Archive for the ‘Soil and Nutrient Management’ Category

HCPSL on show to the Herbert Grower Representatives

Posted by Rod Neilson

On Tuesday the 25th of July, HCPSL was on show with Herbert grower representatives attending a bus trip to HCPSL sites. Representatives from ACFA, AgForce, Herbert River CANEGROWERS and HCQR, as well as HCPSL Board members and staff, got to view firsthand the on-ground services and extension activities that HCPSL delivers to the Herbert cane industry.

Photo above- Lawrence Di Bella (HCPSL Company Manager) and Rhiannan Harragon (HCPSL Field Agronomist) discussing Approved Seed cane options and tissue culture.

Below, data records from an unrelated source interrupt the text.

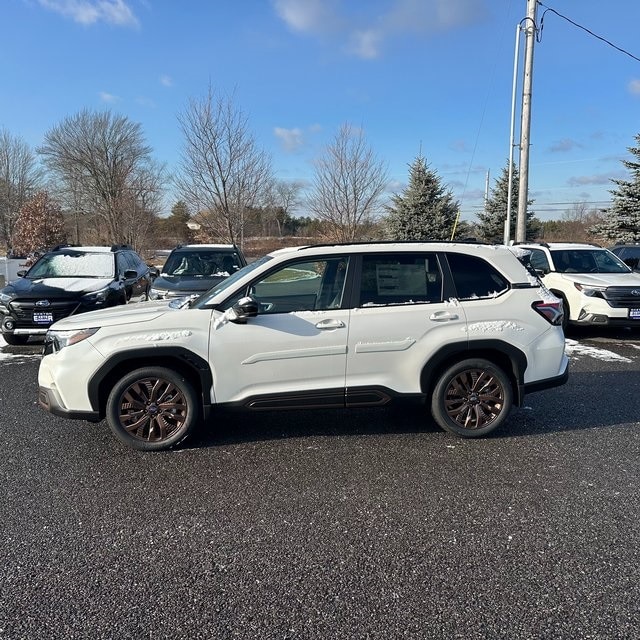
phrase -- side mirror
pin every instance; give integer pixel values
(242, 310)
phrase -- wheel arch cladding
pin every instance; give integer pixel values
(195, 369)
(508, 357)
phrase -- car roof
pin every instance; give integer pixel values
(561, 245)
(87, 249)
(195, 247)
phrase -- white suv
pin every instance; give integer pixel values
(596, 287)
(466, 329)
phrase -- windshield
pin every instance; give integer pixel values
(227, 283)
(73, 264)
(202, 263)
(587, 261)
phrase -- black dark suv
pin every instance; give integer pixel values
(69, 280)
(628, 253)
(193, 269)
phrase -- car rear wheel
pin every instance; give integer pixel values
(472, 398)
(14, 340)
(152, 408)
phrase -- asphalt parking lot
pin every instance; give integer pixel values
(370, 524)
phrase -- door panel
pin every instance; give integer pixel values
(295, 343)
(400, 320)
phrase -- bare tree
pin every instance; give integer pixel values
(282, 198)
(348, 185)
(20, 177)
(101, 158)
(222, 174)
(39, 225)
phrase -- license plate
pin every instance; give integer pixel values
(43, 317)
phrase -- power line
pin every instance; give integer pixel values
(575, 24)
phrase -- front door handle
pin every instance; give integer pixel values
(443, 316)
(324, 325)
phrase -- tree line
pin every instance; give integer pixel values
(93, 180)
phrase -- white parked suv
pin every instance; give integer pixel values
(465, 329)
(596, 287)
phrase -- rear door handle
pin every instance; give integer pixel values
(329, 323)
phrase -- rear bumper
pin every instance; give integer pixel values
(548, 383)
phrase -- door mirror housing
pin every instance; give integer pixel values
(242, 310)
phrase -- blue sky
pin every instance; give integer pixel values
(418, 76)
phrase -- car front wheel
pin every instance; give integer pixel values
(472, 398)
(152, 409)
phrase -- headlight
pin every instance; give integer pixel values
(5, 298)
(157, 294)
(589, 290)
(56, 339)
(96, 296)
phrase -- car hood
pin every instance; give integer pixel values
(111, 316)
(60, 287)
(605, 279)
(187, 284)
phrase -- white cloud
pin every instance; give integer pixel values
(566, 144)
(146, 102)
(291, 139)
(364, 31)
(366, 44)
(308, 16)
(89, 12)
(580, 181)
(634, 87)
(108, 97)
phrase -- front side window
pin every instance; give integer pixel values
(305, 285)
(402, 278)
(587, 261)
(539, 260)
(475, 278)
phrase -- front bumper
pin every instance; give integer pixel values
(50, 401)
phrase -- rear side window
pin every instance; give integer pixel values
(402, 278)
(475, 278)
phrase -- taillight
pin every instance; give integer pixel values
(552, 311)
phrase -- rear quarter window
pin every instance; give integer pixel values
(475, 278)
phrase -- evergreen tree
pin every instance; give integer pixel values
(40, 225)
(426, 210)
(622, 221)
(492, 219)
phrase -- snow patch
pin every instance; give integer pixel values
(575, 349)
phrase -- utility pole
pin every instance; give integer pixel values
(525, 127)
(507, 222)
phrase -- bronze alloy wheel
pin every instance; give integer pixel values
(475, 398)
(152, 409)
(472, 398)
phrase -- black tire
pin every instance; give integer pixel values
(14, 340)
(472, 398)
(152, 409)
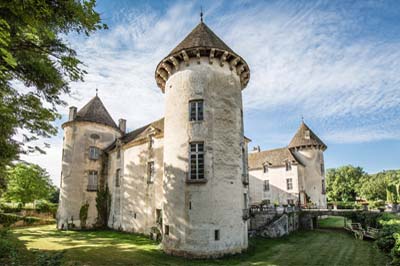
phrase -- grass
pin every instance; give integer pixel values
(331, 222)
(319, 247)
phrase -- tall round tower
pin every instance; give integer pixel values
(86, 134)
(309, 149)
(205, 167)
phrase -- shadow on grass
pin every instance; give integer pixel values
(320, 247)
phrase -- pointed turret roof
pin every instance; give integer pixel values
(201, 42)
(201, 36)
(303, 138)
(95, 111)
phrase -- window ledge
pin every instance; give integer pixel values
(196, 181)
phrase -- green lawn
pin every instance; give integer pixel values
(319, 247)
(331, 222)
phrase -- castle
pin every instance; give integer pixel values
(186, 174)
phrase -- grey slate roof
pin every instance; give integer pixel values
(272, 158)
(299, 139)
(158, 124)
(94, 111)
(201, 36)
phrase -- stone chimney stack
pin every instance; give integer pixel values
(122, 125)
(256, 148)
(72, 113)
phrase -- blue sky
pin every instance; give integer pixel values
(337, 63)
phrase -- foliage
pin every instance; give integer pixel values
(373, 187)
(342, 183)
(389, 240)
(83, 213)
(46, 207)
(34, 55)
(103, 204)
(27, 182)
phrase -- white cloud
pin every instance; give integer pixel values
(304, 60)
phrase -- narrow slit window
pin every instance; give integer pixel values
(117, 177)
(289, 184)
(166, 230)
(266, 185)
(216, 235)
(150, 172)
(94, 153)
(196, 158)
(196, 110)
(92, 181)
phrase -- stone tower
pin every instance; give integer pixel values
(205, 165)
(309, 149)
(86, 134)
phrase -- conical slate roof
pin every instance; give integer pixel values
(201, 36)
(301, 138)
(94, 111)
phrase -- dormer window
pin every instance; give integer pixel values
(288, 165)
(94, 153)
(196, 110)
(307, 134)
(265, 168)
(151, 141)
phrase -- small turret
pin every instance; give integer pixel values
(86, 134)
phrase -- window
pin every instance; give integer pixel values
(216, 235)
(158, 216)
(266, 185)
(117, 177)
(150, 172)
(244, 165)
(196, 110)
(289, 183)
(151, 142)
(94, 153)
(166, 230)
(265, 168)
(288, 166)
(92, 182)
(196, 157)
(307, 134)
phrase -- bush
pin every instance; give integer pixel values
(376, 204)
(46, 207)
(389, 239)
(5, 248)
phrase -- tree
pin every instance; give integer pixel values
(373, 187)
(343, 183)
(36, 67)
(27, 182)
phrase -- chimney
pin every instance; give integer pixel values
(122, 125)
(256, 148)
(72, 113)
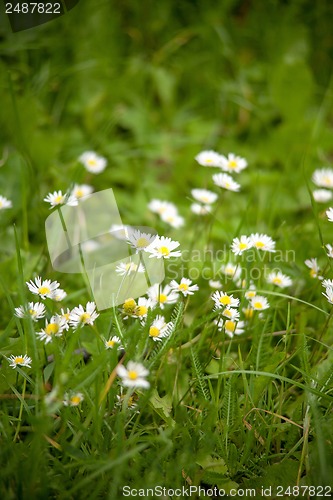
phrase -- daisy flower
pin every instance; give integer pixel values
(134, 375)
(279, 279)
(262, 242)
(329, 214)
(44, 288)
(329, 251)
(162, 296)
(5, 203)
(138, 240)
(226, 182)
(92, 162)
(57, 198)
(312, 264)
(22, 360)
(208, 159)
(53, 328)
(112, 342)
(259, 303)
(129, 268)
(222, 299)
(199, 209)
(239, 245)
(204, 196)
(322, 195)
(129, 306)
(35, 311)
(184, 286)
(231, 270)
(160, 207)
(81, 190)
(174, 220)
(141, 310)
(163, 247)
(80, 316)
(73, 399)
(323, 177)
(119, 231)
(159, 329)
(232, 163)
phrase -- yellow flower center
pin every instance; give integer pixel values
(75, 400)
(141, 310)
(164, 251)
(154, 331)
(230, 325)
(132, 374)
(142, 242)
(85, 317)
(225, 300)
(129, 306)
(52, 329)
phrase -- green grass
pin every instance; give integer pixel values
(149, 85)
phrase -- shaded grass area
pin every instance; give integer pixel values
(148, 86)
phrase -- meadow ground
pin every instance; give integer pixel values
(223, 382)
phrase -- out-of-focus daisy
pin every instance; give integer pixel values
(239, 245)
(35, 311)
(80, 316)
(53, 328)
(162, 296)
(44, 288)
(215, 284)
(57, 198)
(312, 264)
(184, 286)
(174, 220)
(204, 196)
(139, 240)
(163, 247)
(22, 360)
(58, 295)
(259, 303)
(119, 231)
(73, 399)
(232, 163)
(199, 209)
(141, 310)
(322, 195)
(124, 269)
(222, 299)
(231, 270)
(5, 203)
(159, 329)
(262, 242)
(329, 251)
(113, 342)
(323, 177)
(81, 190)
(160, 207)
(279, 279)
(129, 306)
(208, 159)
(329, 214)
(92, 162)
(226, 182)
(134, 375)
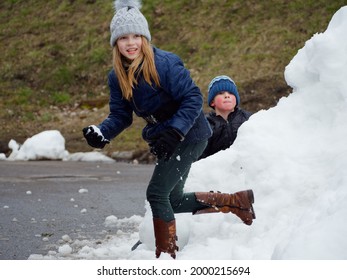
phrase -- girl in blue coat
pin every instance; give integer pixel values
(155, 85)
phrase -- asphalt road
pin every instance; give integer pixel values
(49, 199)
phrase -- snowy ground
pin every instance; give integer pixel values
(293, 156)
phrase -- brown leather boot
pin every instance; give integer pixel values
(165, 237)
(239, 203)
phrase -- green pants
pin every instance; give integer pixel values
(165, 190)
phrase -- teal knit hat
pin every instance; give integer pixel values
(222, 83)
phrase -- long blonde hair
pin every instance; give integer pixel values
(143, 64)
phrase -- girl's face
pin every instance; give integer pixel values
(130, 45)
(224, 101)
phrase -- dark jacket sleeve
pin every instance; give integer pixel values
(180, 85)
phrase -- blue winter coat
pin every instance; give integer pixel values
(177, 97)
(224, 131)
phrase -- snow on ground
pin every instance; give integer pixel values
(293, 156)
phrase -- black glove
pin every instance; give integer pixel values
(94, 137)
(165, 143)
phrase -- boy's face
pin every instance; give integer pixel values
(224, 101)
(130, 45)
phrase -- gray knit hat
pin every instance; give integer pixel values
(128, 19)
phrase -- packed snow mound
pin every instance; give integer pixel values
(49, 145)
(294, 157)
(45, 145)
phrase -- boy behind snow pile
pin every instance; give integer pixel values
(227, 116)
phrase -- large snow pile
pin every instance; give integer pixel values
(293, 156)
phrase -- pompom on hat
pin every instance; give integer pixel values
(128, 19)
(219, 84)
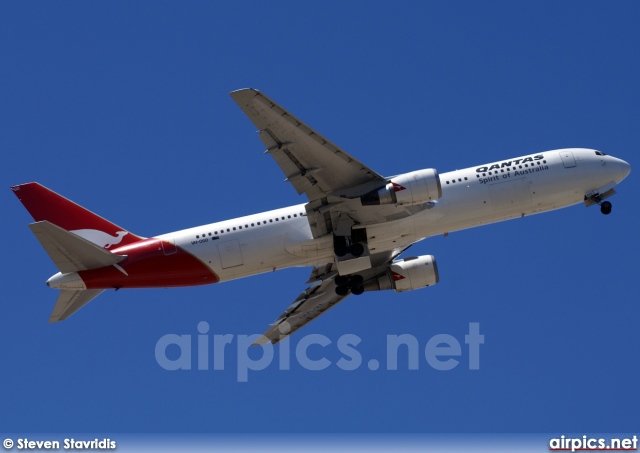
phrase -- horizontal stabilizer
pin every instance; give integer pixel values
(70, 252)
(71, 301)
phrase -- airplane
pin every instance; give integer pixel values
(352, 230)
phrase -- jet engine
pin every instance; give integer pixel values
(405, 275)
(410, 188)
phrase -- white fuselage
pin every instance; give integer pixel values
(470, 197)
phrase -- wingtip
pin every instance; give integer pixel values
(262, 339)
(243, 90)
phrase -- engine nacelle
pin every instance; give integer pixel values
(408, 274)
(410, 188)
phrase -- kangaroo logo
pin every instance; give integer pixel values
(101, 238)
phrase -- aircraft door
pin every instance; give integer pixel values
(169, 246)
(230, 254)
(567, 159)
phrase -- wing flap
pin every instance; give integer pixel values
(70, 252)
(310, 304)
(320, 297)
(310, 162)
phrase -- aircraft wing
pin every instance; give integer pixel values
(311, 163)
(320, 297)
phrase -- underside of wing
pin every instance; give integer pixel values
(71, 301)
(321, 296)
(311, 163)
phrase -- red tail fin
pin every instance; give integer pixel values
(44, 204)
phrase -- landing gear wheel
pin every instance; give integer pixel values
(356, 249)
(340, 250)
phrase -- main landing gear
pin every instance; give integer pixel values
(605, 206)
(344, 283)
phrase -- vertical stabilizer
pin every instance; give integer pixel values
(45, 204)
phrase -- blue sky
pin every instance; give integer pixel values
(124, 108)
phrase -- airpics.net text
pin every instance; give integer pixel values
(442, 352)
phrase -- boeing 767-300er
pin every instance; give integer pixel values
(352, 230)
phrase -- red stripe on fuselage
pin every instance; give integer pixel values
(148, 266)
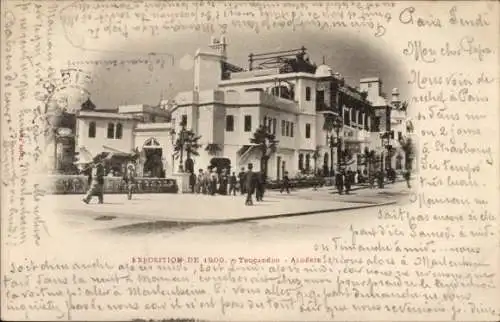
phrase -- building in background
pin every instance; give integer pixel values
(293, 98)
(288, 94)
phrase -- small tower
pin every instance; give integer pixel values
(219, 45)
(395, 98)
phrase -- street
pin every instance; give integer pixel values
(183, 218)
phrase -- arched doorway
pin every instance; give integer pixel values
(153, 165)
(325, 165)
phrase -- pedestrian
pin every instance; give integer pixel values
(129, 178)
(97, 183)
(260, 186)
(249, 184)
(199, 181)
(380, 178)
(192, 181)
(285, 183)
(206, 182)
(339, 182)
(213, 182)
(371, 179)
(223, 182)
(407, 178)
(347, 181)
(232, 184)
(241, 179)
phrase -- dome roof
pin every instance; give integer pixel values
(323, 70)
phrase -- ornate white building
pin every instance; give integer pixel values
(284, 91)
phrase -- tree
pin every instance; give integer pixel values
(186, 141)
(266, 142)
(409, 151)
(213, 148)
(315, 156)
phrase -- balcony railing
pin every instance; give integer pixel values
(323, 107)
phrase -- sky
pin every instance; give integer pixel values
(354, 55)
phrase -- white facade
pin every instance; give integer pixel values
(226, 111)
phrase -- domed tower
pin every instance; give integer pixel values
(219, 45)
(323, 71)
(395, 98)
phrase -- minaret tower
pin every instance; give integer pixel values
(219, 45)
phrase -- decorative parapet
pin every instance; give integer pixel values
(78, 184)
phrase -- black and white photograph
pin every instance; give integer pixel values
(249, 160)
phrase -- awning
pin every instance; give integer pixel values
(84, 156)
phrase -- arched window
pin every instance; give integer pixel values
(347, 119)
(399, 163)
(119, 131)
(92, 130)
(301, 161)
(326, 172)
(111, 130)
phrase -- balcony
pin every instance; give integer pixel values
(355, 135)
(262, 99)
(323, 107)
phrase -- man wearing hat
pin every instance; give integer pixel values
(96, 182)
(129, 179)
(250, 180)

Grower representatives had presentations or viewed firsthand the following:

Rhiannan Harragon (HCPSL Field Agronomist) also presented data on the number of growers who requested RSD testing of seed cane for planting and the level of RSD infection. To date it was revealed that 69% of growers had not tested their seed cane prior to planting and that 9% of the samples tested were infected with RSD. The grower representatives all agreed it is very concerning growers were not testing their seed cane sources before planting and that there was a high level of RSD infection in growers seed cane. Growers are urged to purchase Approved Seed cane from HCPSL to curb the infection of RSD in commercial cane crops and to take advantage of the free seed cane inspection service HCPSL provides.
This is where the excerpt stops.